Here’s an analogy: 24-hour access to a police officer is not a human right, but security is a human right. As I argued yesterday, security and justice in society depend on some kind of police force, and a state that doesn’t provide its citizens with 24-hour access to a police officer is almost certainly going to see its citizens suffer for lack of security. There are all sorts of other social goods besides a police force that ensure the right to security of person, and the day-to-day actions of citizens are not particularly dependent on calling the police. Yet if you knock out the pillar of police protection that ensures security, the whole society comes tumbling down. Providing for this social good is a shared responsibility and a duty we have to one another– if someone is getting robbed on the street, they don’t have a right to someone else’s cell phone, but passersby have a moral and social duty to use their precious cell phone minutes to call the police.
Similarly, health care is a social good that buttresses the right to life and we have a moral duty to provide it to one another. Human life is fragile; maintaining it requires attention and discipline to the other goods upon which it is contingent. Anything less is injustice.
Now, we can debate how to ensure that everyone is able to receive enough of this social good in order to protect their life. The state doesn’t have to directly provide it, although I cannot think of any means that would be more efficient for delivering the basic preventive care that everyone needs, such as vaccines, diabetes screening, or colonoscopies. There may be areas where a freer market might help drive down costs, but Americans spend four times as much on healthcare paperwork as Canadians and that problem will almost certainly endure as long as we’re primarily subsidizing insurance companies. I don’t think Medicare For All is ideal, but it would be more efficient than the current system and far more just than what the Republicans have cooked up in the AHCA. I have argued here for a more distributist and less centralized model, but options abound.

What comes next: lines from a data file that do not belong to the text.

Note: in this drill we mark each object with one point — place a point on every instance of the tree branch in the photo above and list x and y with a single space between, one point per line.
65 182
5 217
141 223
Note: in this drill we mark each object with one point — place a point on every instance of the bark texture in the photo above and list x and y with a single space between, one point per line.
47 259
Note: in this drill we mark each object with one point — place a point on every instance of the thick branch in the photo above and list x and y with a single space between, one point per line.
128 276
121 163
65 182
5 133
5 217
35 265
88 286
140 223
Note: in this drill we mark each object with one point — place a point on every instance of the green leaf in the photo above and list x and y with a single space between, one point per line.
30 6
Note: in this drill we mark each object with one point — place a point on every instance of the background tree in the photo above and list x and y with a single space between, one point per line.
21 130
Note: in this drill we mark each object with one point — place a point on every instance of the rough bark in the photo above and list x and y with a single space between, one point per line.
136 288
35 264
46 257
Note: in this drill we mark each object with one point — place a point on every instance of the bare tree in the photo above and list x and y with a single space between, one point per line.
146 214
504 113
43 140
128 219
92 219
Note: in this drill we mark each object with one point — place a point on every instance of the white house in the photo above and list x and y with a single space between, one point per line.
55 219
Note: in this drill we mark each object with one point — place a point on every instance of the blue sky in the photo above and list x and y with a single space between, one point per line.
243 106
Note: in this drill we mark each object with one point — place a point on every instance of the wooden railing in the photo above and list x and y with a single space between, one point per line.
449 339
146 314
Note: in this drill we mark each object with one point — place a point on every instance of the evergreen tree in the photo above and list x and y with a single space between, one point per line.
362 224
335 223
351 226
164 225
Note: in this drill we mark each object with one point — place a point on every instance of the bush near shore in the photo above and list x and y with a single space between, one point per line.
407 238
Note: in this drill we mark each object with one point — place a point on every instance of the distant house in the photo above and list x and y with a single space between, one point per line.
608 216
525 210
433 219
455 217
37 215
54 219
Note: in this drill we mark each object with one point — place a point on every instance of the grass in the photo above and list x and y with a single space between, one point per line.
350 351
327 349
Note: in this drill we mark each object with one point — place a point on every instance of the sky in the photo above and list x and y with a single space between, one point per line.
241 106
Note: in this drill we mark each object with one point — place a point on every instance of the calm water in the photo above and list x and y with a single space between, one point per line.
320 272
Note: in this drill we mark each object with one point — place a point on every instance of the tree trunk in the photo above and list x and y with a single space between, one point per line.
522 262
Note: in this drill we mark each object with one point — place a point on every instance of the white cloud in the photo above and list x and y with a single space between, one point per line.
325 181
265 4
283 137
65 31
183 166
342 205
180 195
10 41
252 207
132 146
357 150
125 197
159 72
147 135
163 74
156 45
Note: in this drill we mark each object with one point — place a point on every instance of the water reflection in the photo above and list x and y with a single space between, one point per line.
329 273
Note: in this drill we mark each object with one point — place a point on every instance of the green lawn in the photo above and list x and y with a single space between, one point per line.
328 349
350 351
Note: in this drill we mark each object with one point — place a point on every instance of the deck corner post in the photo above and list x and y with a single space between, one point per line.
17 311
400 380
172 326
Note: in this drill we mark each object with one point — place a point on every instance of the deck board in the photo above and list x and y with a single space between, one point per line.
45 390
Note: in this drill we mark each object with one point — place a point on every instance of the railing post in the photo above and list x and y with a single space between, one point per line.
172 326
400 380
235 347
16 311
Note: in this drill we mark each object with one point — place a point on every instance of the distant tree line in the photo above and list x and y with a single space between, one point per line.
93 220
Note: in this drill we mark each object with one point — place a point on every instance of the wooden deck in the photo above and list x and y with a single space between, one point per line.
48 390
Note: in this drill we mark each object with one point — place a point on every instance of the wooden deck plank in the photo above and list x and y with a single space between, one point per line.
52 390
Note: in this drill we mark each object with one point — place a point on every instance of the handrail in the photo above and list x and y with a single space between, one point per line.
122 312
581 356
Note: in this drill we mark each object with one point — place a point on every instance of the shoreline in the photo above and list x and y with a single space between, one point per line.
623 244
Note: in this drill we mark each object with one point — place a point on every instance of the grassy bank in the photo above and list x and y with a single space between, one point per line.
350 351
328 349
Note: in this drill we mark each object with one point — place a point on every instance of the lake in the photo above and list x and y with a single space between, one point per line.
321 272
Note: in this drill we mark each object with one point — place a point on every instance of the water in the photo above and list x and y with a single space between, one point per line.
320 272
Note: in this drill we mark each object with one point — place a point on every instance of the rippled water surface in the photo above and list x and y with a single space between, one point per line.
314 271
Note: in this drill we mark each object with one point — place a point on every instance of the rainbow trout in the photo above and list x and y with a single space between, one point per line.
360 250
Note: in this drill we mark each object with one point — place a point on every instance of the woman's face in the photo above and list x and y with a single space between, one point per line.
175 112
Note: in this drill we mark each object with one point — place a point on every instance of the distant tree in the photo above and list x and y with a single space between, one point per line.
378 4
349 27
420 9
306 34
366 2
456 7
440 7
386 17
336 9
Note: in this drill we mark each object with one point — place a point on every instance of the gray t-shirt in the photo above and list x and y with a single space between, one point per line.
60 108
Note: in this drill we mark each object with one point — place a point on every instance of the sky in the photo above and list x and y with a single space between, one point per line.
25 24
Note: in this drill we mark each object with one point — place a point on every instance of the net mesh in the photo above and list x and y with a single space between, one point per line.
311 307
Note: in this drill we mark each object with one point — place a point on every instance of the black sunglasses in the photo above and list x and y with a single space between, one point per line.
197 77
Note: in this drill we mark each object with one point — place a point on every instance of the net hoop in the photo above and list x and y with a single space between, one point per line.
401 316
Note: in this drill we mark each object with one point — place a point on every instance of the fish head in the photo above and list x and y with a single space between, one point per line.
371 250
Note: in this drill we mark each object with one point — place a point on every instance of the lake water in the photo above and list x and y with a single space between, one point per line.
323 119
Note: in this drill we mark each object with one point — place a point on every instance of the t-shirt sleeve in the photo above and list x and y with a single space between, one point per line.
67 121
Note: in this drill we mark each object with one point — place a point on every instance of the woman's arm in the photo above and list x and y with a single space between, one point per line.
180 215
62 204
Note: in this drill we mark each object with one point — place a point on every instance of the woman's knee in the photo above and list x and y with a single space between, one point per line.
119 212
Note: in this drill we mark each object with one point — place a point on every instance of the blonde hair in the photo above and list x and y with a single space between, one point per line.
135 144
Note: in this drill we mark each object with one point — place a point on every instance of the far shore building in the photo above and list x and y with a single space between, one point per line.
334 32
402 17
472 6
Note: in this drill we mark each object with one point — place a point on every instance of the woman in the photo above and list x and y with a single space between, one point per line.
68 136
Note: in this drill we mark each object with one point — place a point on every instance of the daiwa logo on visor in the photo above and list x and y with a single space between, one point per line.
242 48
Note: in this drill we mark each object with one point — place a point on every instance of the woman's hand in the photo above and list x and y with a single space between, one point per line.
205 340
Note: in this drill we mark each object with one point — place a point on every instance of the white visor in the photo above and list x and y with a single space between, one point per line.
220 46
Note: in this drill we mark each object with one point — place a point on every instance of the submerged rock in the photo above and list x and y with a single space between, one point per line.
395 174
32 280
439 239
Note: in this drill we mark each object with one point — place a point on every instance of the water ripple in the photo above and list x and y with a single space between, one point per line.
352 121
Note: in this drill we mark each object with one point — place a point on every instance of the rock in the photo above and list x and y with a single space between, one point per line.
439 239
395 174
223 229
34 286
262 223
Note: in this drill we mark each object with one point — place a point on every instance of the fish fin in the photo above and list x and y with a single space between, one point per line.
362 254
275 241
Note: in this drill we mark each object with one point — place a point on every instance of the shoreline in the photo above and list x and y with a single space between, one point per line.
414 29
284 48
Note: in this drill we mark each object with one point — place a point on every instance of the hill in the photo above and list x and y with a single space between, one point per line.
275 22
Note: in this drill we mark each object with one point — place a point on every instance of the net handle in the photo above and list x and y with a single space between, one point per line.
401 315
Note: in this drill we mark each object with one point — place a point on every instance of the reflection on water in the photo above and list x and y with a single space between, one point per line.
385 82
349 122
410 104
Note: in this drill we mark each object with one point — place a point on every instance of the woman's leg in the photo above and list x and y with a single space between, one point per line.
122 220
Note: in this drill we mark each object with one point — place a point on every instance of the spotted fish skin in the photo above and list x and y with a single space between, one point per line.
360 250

Whatever we choose, it has to ensure everyone will have access to preventive care, catastrophic care, and a level of chronic care that keeps them from unnecessarily dying early. There are plenty of options, but as Matthew Tuininga says:
Whatever conclusions we come to with respect to particular policy approaches (and we should be humble here), we should be agreed that health care for the poor is not merely a matter of charity. It is a matter of justice. Our representatives should know that this is where the Christian tradition stands.